I never bought the newspaper. back when I was buying newspapers it was only abroad and mostly to keep abreast of the news in France and most of the time, abroad, one could find only Le Monde.
I read the newspaper. At the newsstand sometimes, at friend who had it too, at the library when they had it.
When I say I Am Charlie, I know fully well what I am about. I don’t expect you to understand. I don’t expect you to agree.
So once upon a time were those men and women and they wrote and drew. And somehow some idiotic bastards thought they’d kill them to avenge their prophet. Because that what sane people do (not.)

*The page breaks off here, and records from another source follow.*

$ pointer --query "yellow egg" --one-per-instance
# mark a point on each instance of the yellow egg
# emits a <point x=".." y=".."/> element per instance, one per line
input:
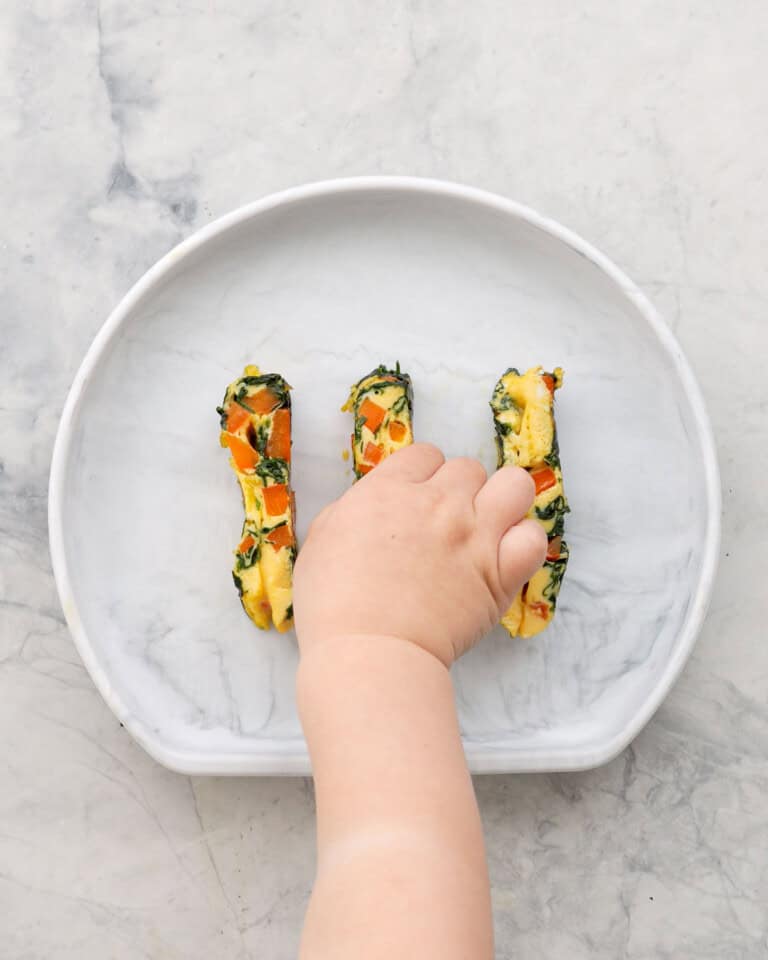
<point x="523" y="413"/>
<point x="256" y="427"/>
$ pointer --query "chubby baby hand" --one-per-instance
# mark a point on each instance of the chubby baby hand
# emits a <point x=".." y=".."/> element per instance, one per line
<point x="425" y="549"/>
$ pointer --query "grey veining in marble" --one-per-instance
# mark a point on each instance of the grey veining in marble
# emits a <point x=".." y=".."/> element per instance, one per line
<point x="125" y="127"/>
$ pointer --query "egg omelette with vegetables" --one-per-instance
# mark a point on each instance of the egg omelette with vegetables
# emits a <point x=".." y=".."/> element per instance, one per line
<point x="523" y="414"/>
<point x="382" y="406"/>
<point x="256" y="428"/>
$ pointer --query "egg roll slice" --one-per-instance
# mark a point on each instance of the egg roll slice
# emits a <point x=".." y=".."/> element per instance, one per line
<point x="255" y="418"/>
<point x="382" y="406"/>
<point x="526" y="436"/>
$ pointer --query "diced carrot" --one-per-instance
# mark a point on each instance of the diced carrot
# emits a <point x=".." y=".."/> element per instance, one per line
<point x="373" y="453"/>
<point x="276" y="499"/>
<point x="540" y="609"/>
<point x="372" y="413"/>
<point x="243" y="453"/>
<point x="281" y="536"/>
<point x="237" y="417"/>
<point x="544" y="479"/>
<point x="245" y="544"/>
<point x="553" y="548"/>
<point x="397" y="430"/>
<point x="262" y="402"/>
<point x="279" y="442"/>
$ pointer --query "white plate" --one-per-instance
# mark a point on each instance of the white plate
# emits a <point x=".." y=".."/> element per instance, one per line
<point x="321" y="283"/>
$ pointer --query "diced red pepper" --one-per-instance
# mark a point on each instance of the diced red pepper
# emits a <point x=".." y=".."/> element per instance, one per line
<point x="373" y="453"/>
<point x="544" y="479"/>
<point x="237" y="417"/>
<point x="281" y="536"/>
<point x="373" y="414"/>
<point x="397" y="430"/>
<point x="244" y="455"/>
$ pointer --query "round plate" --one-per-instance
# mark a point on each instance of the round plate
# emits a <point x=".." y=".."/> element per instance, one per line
<point x="320" y="284"/>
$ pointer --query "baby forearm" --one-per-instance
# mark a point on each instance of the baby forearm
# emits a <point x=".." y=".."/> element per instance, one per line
<point x="401" y="868"/>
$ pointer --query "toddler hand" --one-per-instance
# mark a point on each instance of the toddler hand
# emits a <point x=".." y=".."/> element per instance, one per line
<point x="424" y="549"/>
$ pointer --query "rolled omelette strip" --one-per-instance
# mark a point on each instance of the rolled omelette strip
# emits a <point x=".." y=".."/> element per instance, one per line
<point x="382" y="406"/>
<point x="526" y="436"/>
<point x="255" y="418"/>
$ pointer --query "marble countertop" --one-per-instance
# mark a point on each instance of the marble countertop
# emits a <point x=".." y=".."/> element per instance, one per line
<point x="125" y="128"/>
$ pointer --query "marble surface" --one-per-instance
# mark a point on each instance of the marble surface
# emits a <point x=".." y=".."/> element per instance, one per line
<point x="126" y="127"/>
<point x="464" y="287"/>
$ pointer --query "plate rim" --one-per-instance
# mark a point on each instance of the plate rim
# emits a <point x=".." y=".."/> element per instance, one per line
<point x="480" y="758"/>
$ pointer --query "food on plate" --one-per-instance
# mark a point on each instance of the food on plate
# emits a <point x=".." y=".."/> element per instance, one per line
<point x="382" y="405"/>
<point x="256" y="428"/>
<point x="523" y="416"/>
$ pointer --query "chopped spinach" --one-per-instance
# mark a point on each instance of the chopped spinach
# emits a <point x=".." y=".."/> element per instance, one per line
<point x="266" y="530"/>
<point x="262" y="436"/>
<point x="556" y="569"/>
<point x="556" y="510"/>
<point x="273" y="469"/>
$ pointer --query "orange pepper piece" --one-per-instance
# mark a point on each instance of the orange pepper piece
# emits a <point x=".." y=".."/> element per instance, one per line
<point x="397" y="430"/>
<point x="281" y="536"/>
<point x="244" y="455"/>
<point x="279" y="442"/>
<point x="553" y="548"/>
<point x="276" y="499"/>
<point x="373" y="453"/>
<point x="544" y="479"/>
<point x="373" y="413"/>
<point x="237" y="417"/>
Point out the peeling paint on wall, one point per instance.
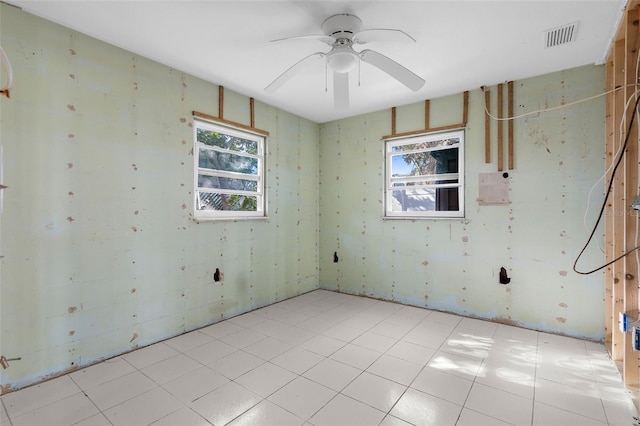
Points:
(94, 137)
(534, 236)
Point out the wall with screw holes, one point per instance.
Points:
(454, 265)
(100, 254)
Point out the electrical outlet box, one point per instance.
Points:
(623, 322)
(636, 339)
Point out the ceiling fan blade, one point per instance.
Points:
(394, 69)
(294, 69)
(320, 37)
(341, 90)
(382, 34)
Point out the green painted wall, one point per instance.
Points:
(99, 250)
(453, 265)
(99, 253)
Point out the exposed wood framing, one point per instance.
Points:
(621, 221)
(487, 127)
(252, 112)
(428, 129)
(220, 102)
(510, 124)
(500, 129)
(393, 120)
(230, 123)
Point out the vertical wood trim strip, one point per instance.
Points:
(393, 120)
(465, 108)
(617, 197)
(500, 131)
(609, 323)
(427, 114)
(220, 102)
(487, 127)
(510, 123)
(631, 371)
(252, 112)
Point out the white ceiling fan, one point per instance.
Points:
(342, 32)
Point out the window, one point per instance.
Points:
(425, 176)
(229, 172)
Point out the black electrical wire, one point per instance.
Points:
(604, 202)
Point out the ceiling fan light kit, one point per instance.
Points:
(341, 32)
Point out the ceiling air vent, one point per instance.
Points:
(561, 35)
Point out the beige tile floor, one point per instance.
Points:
(325, 358)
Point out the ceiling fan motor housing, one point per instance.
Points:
(342, 26)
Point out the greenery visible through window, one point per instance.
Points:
(229, 172)
(425, 176)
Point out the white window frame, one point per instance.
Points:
(200, 214)
(390, 144)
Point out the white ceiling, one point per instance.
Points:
(461, 45)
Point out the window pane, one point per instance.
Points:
(211, 138)
(215, 160)
(205, 181)
(442, 143)
(232, 202)
(425, 163)
(424, 199)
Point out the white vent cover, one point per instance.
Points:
(561, 35)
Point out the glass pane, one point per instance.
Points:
(209, 137)
(425, 163)
(232, 202)
(442, 143)
(425, 200)
(214, 160)
(205, 181)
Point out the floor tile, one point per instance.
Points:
(342, 332)
(225, 403)
(221, 329)
(31, 398)
(419, 408)
(443, 385)
(66, 411)
(267, 348)
(194, 385)
(459, 365)
(242, 338)
(143, 409)
(546, 415)
(302, 397)
(187, 341)
(183, 416)
(95, 420)
(375, 342)
(120, 390)
(356, 356)
(102, 372)
(210, 352)
(389, 420)
(297, 360)
(332, 374)
(375, 391)
(171, 368)
(345, 411)
(267, 413)
(148, 355)
(411, 352)
(265, 379)
(499, 404)
(236, 364)
(396, 369)
(585, 401)
(323, 345)
(473, 418)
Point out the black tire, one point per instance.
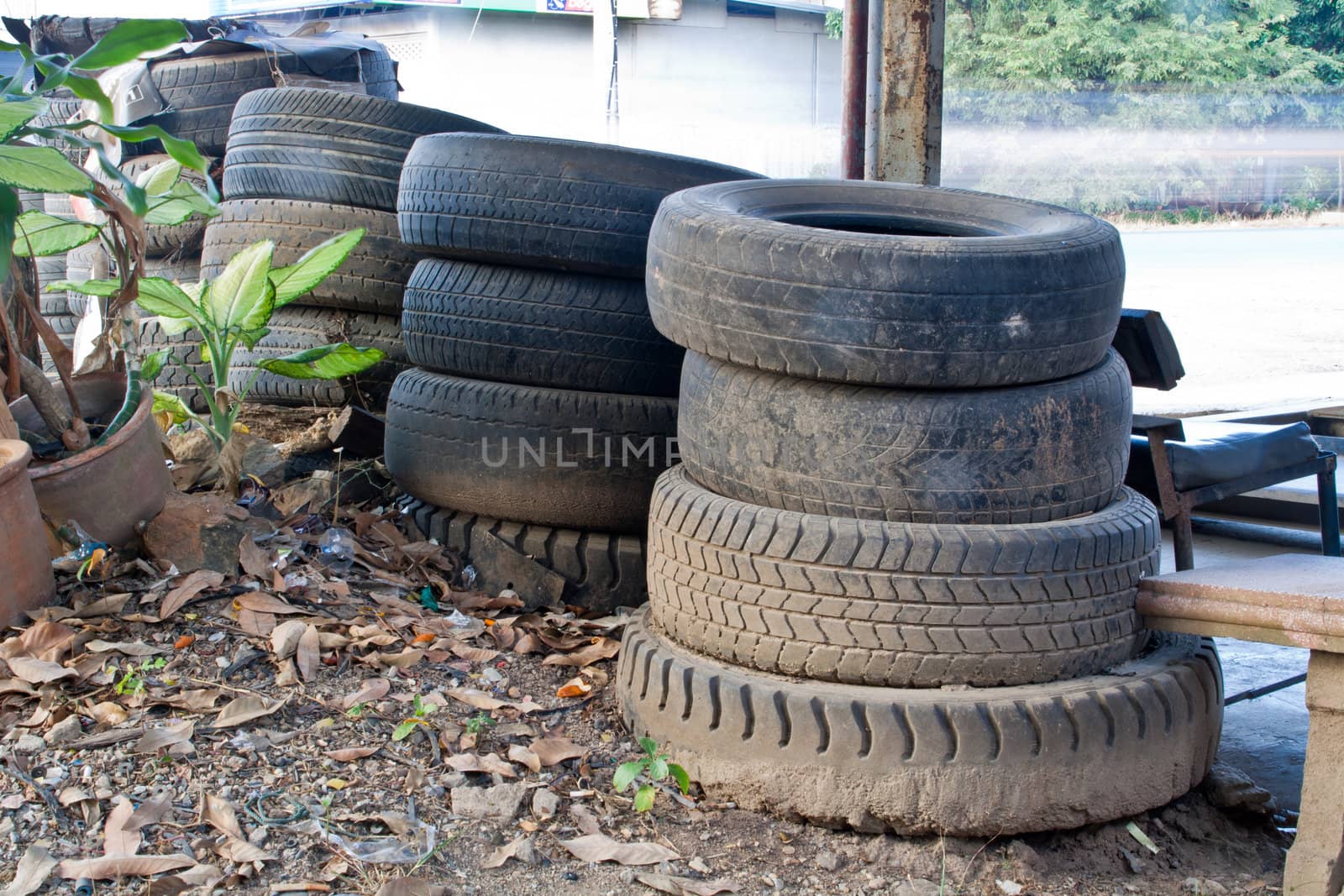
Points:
(161, 239)
(960, 762)
(897, 605)
(327, 147)
(541, 203)
(1018, 454)
(202, 90)
(295, 328)
(886, 284)
(370, 281)
(537, 328)
(602, 571)
(555, 457)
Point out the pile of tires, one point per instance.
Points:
(541, 407)
(893, 584)
(302, 165)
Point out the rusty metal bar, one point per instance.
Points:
(909, 144)
(853, 76)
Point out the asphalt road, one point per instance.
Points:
(1257, 313)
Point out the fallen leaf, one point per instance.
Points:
(524, 757)
(109, 867)
(600, 848)
(555, 750)
(241, 710)
(598, 649)
(685, 886)
(31, 873)
(188, 589)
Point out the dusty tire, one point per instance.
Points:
(327, 147)
(295, 328)
(602, 571)
(201, 92)
(370, 281)
(541, 203)
(992, 291)
(969, 762)
(537, 328)
(555, 457)
(1016, 454)
(897, 605)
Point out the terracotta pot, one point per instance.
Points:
(24, 559)
(111, 488)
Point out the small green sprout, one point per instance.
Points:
(655, 766)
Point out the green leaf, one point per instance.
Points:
(42, 168)
(308, 271)
(683, 781)
(241, 289)
(152, 364)
(87, 286)
(172, 406)
(165, 298)
(39, 234)
(324, 363)
(129, 40)
(625, 775)
(18, 113)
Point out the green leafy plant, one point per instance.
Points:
(132, 678)
(234, 309)
(655, 768)
(421, 711)
(121, 207)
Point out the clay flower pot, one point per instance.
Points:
(111, 488)
(24, 557)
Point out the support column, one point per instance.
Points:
(909, 144)
(1316, 862)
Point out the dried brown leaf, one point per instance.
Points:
(600, 848)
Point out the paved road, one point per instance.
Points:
(1257, 313)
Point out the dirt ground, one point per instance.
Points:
(259, 734)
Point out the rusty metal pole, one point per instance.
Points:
(853, 76)
(909, 144)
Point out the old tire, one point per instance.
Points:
(969, 762)
(327, 147)
(1016, 454)
(295, 328)
(202, 90)
(897, 605)
(537, 328)
(885, 284)
(602, 571)
(555, 457)
(371, 278)
(538, 202)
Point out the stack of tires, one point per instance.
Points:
(542, 405)
(302, 165)
(893, 584)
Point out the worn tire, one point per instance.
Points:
(201, 92)
(295, 328)
(524, 453)
(1016, 454)
(327, 147)
(601, 570)
(967, 762)
(963, 291)
(897, 605)
(538, 202)
(370, 281)
(537, 328)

And so they killed. My countrymen. In my country. And it’s still fucking surreal and what the fuck just happened there?
They killed the maintenance man that died in his mate’s arm as they hid in the closet. They killed men (and women) who would have rather died standing for their ideas than yield to their threats. They killed police officiers that were doing their duty. They killed people going to the dairy.
And in their memories I walked today. I am Charlie but I am also all of them.
I am Cabu, Honoré, Tignous and Charb. I am Wolinski, Ahmed, Frédéric, Franck, Mustapha, Bernard. I am Elsa and I am Michel. I am Clarissa and Yohav. I am François-Michel, Yohan and Philippe.
To say I am Charlie is to say that I am French. That I can’t draw for shit but am glad to be allowed to doodle. It means I can keep on writing my stories. I mean I can walk, the head high and share with my neighboor.
I am my memories and my bleeding heart. I am free. It means I am a citizen of the republic.
I am Charlie are three words. To encompass an idea.
By commiting those despicable acts of violence, they have brought a country together like never before. They have rallied us around values we somehow believed no one really cared about. They have brought my slightly agoraphobic mother in the street for the first time in her life because she wanted to make herself heard (ok, mum’s not agoraphobic. she is just scared that by going to a demonstration she will end up being trampled to death. not joking.) Do they understand what they’ve done? They have brought us together (and I sure as hell hope it’ll last for more than a week.)
I don’t stand behind all of Charlie’s cartoons. It doesn’t mean I am not Charlie.
So in the beginning were people drawing cartoons. People educating us in various ways. People taking care of our safety. People living their life. In the end they are dead. Murdered.
And I walked in their name. I walked in my name. I walked in the name of my country.
I walked because I am French and that’s me, scared about tomorrow but standing. Tall and proud, hand in hand with my friends, my fellow countrymen.
I wrote this because I have had various chats with non French in the past few days. And I wanted you to better understand.
(I also walk for the living, the one whom through acts of courage made me feel lighter. I walk for Lassana, for Lilian and Michel. But also, for the armed forces of my country who are somehow weirded out by us thanking them as we are, but man. They deserve our thanks.)